Cautionary tales of harmful audio experiences
Decades ago, the Department of Health and Human Services set up a hotline for suicide prevention. A caller could dial 988 and speak to a mental health specialist. However, the caller had to be put on hold. They would then encounter canned upbeat jazzy music that was completely out-of-sync with their state of mind. Small wonder that they often hung up.
The account was documented in this episode of the Radiolab podcast.
Eventually, they switched the music to a more soothing piece. Although this solution was a generic-sounding option, it was less offputting and reduced the hotline’s drop-offs by over 36,000 callers.
At Melbourne’s Alfred Hospital, a patient’s spouse voiced his experience on hold. In 2020, Mark Green’s wife, Row, had been flown to the hospital from Tasmania for a medical emergency. Due to the restrictions of COVID, he could not visit her.
Mark was calling the hospital several times a day to speak with her and get updates. Each call resulted in a 5-minute average hold time. The music he was subjected to got, “quite upsetting” after frequent repetitions, and after his wife’s passing, that bad sound experience stuck with him.
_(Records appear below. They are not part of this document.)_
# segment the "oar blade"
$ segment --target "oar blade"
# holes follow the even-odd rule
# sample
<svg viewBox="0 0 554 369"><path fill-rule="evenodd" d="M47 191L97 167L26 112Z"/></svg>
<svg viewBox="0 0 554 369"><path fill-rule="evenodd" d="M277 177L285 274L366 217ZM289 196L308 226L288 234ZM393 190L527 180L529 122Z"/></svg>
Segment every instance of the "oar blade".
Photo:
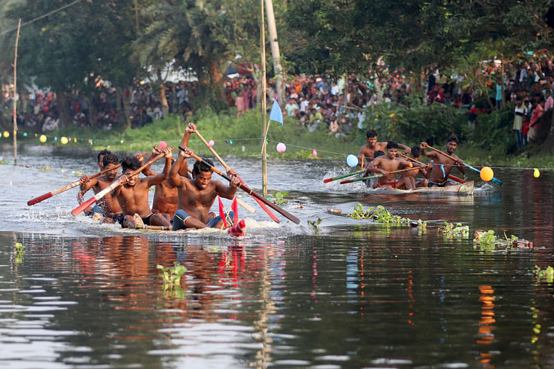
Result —
<svg viewBox="0 0 554 369"><path fill-rule="evenodd" d="M38 204L40 201L46 200L46 199L50 199L51 197L52 197L52 196L53 196L52 192L45 193L44 195L39 196L38 197L35 197L34 199L28 201L27 205L28 205L29 206L30 206L31 205L35 205L35 204Z"/></svg>

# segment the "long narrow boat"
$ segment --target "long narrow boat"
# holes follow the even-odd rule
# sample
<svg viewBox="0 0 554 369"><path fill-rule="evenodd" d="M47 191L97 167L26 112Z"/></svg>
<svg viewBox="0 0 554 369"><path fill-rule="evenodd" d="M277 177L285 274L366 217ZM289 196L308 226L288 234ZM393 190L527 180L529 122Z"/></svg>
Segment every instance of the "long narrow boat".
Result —
<svg viewBox="0 0 554 369"><path fill-rule="evenodd" d="M468 181L463 183L458 183L445 187L418 187L412 190L400 190L397 188L376 188L373 191L382 193L445 193L473 195L474 181Z"/></svg>

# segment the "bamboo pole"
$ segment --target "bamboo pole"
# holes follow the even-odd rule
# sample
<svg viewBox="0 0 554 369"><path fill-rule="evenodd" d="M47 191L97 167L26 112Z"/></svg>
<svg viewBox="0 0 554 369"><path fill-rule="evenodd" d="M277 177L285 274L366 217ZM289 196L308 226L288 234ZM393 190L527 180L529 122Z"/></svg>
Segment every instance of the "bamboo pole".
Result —
<svg viewBox="0 0 554 369"><path fill-rule="evenodd" d="M279 40L277 38L277 27L275 26L275 15L273 12L273 1L265 0L265 11L267 12L267 31L269 33L269 45L271 46L271 58L273 59L273 70L277 82L277 96L279 105L283 106L283 67L279 51ZM273 96L271 96L273 100Z"/></svg>
<svg viewBox="0 0 554 369"><path fill-rule="evenodd" d="M21 28L21 19L17 23L17 35L15 36L15 53L13 61L13 163L17 164L17 44L19 42L19 30Z"/></svg>
<svg viewBox="0 0 554 369"><path fill-rule="evenodd" d="M264 19L264 0L260 0L262 5L262 19L261 19L261 38L262 38L262 140L265 140L265 133L266 131L265 123L265 21ZM267 156L265 141L262 142L262 195L264 197L267 197Z"/></svg>

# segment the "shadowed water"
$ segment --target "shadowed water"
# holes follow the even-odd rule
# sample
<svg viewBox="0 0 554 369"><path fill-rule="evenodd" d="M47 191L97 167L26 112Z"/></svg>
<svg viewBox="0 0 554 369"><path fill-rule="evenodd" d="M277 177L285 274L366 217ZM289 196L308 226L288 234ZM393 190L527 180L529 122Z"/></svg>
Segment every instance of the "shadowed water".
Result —
<svg viewBox="0 0 554 369"><path fill-rule="evenodd" d="M341 162L270 160L270 192L287 191L301 224L240 209L251 226L235 239L74 217L75 189L27 206L96 171L89 155L44 150L19 161L50 171L0 165L2 368L554 368L554 287L533 274L554 266L551 172L496 170L505 185L478 182L472 197L392 195L324 184ZM226 161L259 188L256 160ZM357 203L427 229L325 213ZM444 220L535 247L480 250L443 237ZM176 262L182 291L157 269Z"/></svg>

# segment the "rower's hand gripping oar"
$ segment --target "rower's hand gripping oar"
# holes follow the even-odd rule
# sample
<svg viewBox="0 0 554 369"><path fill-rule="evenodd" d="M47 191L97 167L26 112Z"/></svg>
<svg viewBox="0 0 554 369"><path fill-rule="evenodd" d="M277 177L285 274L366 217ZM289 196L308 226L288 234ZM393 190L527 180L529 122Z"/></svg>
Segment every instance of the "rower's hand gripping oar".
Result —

Hearing the same music during other on-hold experiences was too upsetting for him and he had to hang up. He reached out to the hospital to remedy the situation. They sympathized and stepped up.
The hospital hired Jessica Wells, a composer, arranger, and orchestrator to write new hold music. Wells went to work creating a “journey through melodic themes and key changes.” She designed the composition so the ending seamlessly tied back to the beginning.
Portrait of Row was recorded in 2022 and was implemented into the Alfred Hospital’s call system.
Improving your on-hold experience
We’ve had plenty of good chuckles at how corny or awful some on-hold music is, but enough is enough. Music is powerful. When it comes to waiting on hold, music can either worsen a dreaded task or enhance it with an emotionally appropriate composition that people look forward to hearing.
Companies must reevaluate the music their customers are experiencing. Is it appropriate, is it reassuring, is it well-produced, does it convey the brand’s personality?
Your brand’s on-hold music choices could make the difference between another bad review and a stellar one.
Here are a few steps for improving on-hold sound experiences. I suggested these steps several years ago and they still apply today.
Forgo short loops
The music should be at least 1.5 to 2 minutes in length. This prevents people from feeling trapped in a repetitive cycle.
Vary the composition
Keep the piece fresh by changing instrumentation, harmonies, and melody
variations. Don’t bore the customer. They will become miserable and hang up in
frustration.
Strive for distinctiveness
Create custom music and avoid copycats. Building off of an existing sound lands you in stereotype village yet again.
Treat holding as a critical customer experience
Those on-hold experiences could be the only human contact your customers ever have with your brand. Make sure they come away feeling valued.
Beware of monotonous voices
An impersonal robotic voice, and repeated messaging casts your brand in a cold light. Show your humanity by choosing a voice that uses inflection and emotion.
Reflect brand values and personality
The on-hold experience should contain a familial musical link to the music your brand uses in advertising, social media, apps, and in-person events. Coherence is one of the most effective ways to build trust.
The first step to improving the on-hold experience is to acknowledge that “set it and forget it” doesn’t work. The customer will always appreciate a brand that invests in them more than one that does not. They will show this by continuing their journey with your brand and telling their friends to do the same.